Reason #1: Casey’s Revealed Momentum in Its FQ2 Report

Casey’s General Stores delivered a solid fiscal second quarter (FQ2), with earnings resultsshowing strength and momentum that are expected to carry through to year-end. Net revenue of $4.51 billion rose 14.2% year-over-year (YOY), slightly ahead of consensus, driven by new-store expansion and comp-store increases. Store count was up 9% YOY and 0.6% year-to-date (YTD), helped by last year’s acquisition of Fike’s.

Strength appeared in both the inside and outside segments, with total inside sales up 13%, inside comps up 3.3%, and fuel-gallon comps up 0.8%.

Within the inside segment, both grocery and prepared foods showed meaningful improvement, including margin expansion.

The company widened its fuel margin, which helped offset higher costs elsewhere and preserve overall profitability versus the prior year. That margin strength contributed to a 17.5% increase in EBITDA, a 14% rise in net income, and GAAP EPS of $0.33.

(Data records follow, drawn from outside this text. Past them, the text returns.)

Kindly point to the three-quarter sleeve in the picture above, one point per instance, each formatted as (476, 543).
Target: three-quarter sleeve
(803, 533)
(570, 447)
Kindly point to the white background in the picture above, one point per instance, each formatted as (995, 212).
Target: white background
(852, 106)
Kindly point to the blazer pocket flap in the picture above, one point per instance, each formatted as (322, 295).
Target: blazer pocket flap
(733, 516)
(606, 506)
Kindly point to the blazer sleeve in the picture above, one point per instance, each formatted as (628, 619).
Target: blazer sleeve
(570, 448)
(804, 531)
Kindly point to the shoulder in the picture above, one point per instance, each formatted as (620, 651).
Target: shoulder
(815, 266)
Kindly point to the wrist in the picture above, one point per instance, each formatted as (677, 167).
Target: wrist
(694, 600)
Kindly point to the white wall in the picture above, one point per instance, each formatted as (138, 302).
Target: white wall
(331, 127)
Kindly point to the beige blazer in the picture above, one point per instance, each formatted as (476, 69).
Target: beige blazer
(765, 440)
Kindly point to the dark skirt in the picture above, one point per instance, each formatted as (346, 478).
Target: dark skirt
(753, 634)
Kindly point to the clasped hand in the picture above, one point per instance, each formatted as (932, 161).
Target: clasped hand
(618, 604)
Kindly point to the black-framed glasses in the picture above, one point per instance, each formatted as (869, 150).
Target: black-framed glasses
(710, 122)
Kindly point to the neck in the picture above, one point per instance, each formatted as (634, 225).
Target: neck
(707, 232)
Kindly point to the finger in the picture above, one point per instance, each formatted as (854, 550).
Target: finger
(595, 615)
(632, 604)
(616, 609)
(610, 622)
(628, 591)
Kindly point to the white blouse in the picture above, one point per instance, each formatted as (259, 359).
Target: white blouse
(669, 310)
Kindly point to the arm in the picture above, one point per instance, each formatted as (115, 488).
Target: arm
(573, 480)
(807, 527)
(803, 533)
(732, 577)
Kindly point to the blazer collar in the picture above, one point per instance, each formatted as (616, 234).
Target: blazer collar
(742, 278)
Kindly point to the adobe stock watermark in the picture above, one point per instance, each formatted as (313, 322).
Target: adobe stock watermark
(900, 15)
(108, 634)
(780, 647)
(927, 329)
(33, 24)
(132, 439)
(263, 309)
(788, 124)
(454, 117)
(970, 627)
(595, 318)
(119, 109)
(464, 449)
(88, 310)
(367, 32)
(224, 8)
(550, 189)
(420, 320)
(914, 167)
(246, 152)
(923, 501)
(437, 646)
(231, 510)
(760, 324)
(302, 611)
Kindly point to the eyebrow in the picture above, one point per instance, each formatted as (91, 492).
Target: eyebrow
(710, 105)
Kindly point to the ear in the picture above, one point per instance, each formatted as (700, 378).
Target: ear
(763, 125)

Notably, the $0.33 EPS was about 630 basis points above MarketBeat’s reported consensus forecast. These results support a stronger full-year profitability outlook, and operating momentum is expected to continue into 2026.

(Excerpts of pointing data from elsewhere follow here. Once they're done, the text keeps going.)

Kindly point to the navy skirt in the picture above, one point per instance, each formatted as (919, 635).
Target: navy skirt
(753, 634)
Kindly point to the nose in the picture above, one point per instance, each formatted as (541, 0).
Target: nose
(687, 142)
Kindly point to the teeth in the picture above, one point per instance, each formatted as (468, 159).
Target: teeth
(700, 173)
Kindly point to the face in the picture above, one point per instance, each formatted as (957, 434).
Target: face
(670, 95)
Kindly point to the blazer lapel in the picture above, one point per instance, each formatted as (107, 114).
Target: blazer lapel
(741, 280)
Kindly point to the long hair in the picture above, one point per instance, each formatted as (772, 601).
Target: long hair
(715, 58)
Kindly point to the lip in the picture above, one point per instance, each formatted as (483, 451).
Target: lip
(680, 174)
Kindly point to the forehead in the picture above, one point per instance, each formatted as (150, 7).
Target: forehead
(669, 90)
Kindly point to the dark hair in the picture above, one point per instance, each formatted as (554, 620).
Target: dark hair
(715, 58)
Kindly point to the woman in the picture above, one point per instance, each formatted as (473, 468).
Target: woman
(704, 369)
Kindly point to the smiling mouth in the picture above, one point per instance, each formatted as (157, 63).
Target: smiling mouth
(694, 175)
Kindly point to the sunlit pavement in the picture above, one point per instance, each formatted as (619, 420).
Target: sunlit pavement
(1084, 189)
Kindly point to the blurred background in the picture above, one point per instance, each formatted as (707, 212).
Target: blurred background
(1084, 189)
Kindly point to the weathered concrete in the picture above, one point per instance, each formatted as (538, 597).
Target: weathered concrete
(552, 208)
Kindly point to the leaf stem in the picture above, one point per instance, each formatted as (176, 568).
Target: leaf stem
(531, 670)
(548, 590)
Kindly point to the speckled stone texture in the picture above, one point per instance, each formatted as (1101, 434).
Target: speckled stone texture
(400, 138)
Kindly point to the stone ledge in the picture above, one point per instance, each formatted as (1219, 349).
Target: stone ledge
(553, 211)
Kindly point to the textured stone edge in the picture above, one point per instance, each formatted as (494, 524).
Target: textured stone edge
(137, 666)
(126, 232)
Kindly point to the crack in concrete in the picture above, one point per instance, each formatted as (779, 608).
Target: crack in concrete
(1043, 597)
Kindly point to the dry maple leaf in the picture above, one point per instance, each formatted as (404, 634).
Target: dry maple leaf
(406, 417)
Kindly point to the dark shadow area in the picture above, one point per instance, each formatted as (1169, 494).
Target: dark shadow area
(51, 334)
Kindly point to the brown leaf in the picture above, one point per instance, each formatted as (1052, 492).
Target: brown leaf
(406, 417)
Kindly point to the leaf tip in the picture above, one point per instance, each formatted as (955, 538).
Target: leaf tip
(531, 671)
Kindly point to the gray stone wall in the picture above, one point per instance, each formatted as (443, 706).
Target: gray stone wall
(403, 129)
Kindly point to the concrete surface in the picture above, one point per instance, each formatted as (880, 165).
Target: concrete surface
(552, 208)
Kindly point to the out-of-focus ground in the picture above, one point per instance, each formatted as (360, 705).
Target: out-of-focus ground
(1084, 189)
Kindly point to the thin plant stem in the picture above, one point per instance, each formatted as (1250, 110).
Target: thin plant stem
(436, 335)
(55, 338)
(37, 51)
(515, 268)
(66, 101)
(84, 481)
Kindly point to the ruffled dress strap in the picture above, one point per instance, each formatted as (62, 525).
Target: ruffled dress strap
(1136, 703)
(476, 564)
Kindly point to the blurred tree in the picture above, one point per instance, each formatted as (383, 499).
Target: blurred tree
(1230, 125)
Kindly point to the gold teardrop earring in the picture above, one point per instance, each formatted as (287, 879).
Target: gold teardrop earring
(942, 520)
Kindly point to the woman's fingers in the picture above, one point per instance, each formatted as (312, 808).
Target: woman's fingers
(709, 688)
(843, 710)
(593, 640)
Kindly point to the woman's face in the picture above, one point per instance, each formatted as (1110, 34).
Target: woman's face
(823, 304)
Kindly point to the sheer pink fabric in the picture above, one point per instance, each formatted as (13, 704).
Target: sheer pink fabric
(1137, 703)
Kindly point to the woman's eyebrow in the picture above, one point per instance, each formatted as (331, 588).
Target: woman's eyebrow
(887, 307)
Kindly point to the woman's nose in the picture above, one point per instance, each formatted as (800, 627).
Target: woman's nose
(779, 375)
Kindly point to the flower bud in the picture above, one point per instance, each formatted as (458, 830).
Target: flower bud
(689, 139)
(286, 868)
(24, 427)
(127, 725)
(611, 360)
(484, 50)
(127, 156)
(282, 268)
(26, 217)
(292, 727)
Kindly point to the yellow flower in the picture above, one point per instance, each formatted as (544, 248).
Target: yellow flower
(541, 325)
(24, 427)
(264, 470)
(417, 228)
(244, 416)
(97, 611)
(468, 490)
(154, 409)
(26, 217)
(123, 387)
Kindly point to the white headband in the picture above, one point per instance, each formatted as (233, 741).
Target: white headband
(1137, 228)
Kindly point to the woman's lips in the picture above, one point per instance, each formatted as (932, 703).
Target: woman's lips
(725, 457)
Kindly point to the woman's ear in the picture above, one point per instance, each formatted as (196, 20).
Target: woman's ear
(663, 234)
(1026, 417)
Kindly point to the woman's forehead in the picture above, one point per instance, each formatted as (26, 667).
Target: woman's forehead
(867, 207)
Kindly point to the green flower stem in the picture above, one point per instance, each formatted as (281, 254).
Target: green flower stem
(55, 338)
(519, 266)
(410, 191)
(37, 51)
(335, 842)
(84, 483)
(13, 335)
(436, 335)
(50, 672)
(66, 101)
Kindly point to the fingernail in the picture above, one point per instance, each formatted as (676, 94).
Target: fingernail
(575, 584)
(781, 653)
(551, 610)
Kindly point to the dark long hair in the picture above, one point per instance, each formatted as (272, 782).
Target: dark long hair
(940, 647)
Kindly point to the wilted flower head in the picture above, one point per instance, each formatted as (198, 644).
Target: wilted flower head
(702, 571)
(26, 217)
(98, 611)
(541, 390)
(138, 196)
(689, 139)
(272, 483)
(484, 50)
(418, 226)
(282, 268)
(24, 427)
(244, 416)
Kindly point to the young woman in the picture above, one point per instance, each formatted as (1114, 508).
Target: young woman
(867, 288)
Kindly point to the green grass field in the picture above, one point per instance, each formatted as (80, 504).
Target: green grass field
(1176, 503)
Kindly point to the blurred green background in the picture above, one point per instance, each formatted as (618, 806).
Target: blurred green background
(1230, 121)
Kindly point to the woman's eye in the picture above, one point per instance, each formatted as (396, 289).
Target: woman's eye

Reason #2: Casey’s Generates Healthy Cash Flows and Value

While Casey’s operates with the modest margins typical of the retail sector, its operational efficiency and balance sheet strength allow it to generate substantial free cash flow. In FQ2, positive cash flow helped strengthen the balance sheet, with assets growing faster than liabilities. Total liabilities stood at about 1.25 times equity, and shareholder equity is rising.

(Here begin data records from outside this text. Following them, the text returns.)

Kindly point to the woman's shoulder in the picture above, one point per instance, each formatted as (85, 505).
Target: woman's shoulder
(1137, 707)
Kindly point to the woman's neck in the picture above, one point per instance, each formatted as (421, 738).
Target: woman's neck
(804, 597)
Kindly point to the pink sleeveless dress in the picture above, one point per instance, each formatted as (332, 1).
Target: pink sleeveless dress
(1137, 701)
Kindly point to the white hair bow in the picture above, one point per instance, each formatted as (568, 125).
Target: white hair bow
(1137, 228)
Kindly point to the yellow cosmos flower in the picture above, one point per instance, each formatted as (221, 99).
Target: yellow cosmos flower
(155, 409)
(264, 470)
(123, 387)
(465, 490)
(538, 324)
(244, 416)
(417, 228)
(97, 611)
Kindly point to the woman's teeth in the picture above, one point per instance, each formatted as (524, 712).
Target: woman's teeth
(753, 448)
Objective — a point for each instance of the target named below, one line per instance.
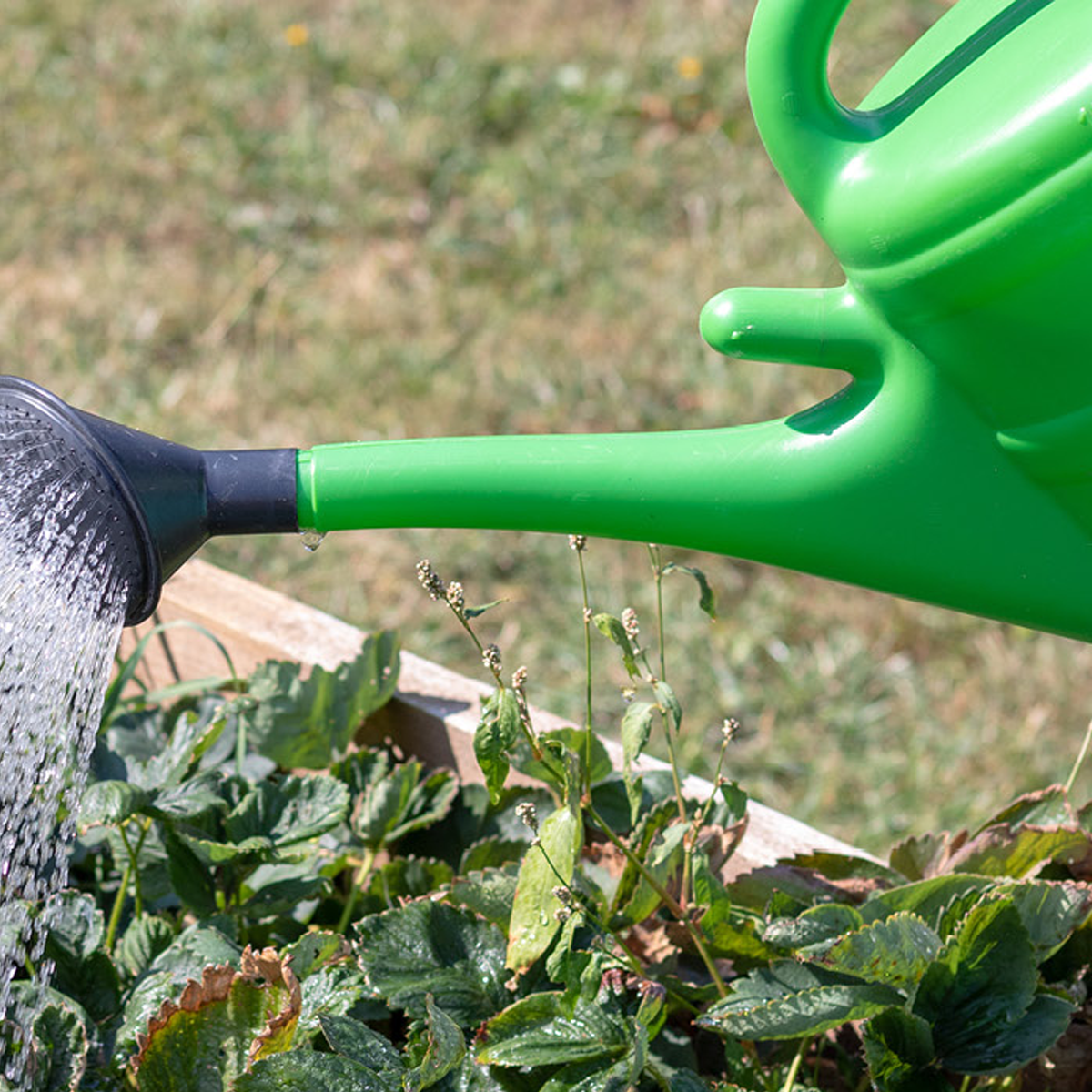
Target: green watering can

Shareholder equity increased roughly 8% YTD even as the company continued to return capital through dividends and buybacks.

Neither the dividend nor the buybacks are aggressive; they are disciplined and consistent. The 0.4% yield as of mid-December represents only about 10% of the earnings forecast and is expected to grow over time. The company is a Dividend Aristocrat and is on track to extend its streak toward 50 years and potential Dividend King status.

Share repurchases have been modest but steady, reducing the share count incrementally each quarter. Investors should note that Casey’s share count rose YOY earlier in the year because the company preserved capital ahead of the acquisition of Fike’s. Buybacks have since resumed, lowered the share count in FQ2, and are expected to continue in 2026. 

Reason #3: Casey’s Has Broad Market Support

Beyond the earnings momentum and capital returns, broad market support has been an important tailwind for the stock’s longer-term appreciation. That support shows up in analyst coverage and institutional behavior.

Analysts who rate the stock a Moderate Buy have been nudging up their 2026 price targets, and that trend continued after the FQ2 release.

One notable update was a price-target increase from RBC to $591, above consensus and sufficient to drive a new all-time high. Institutions own roughly 85% of the shares and were net buyers in every quarter of 2026, purchasing about $2 for every $1 sold.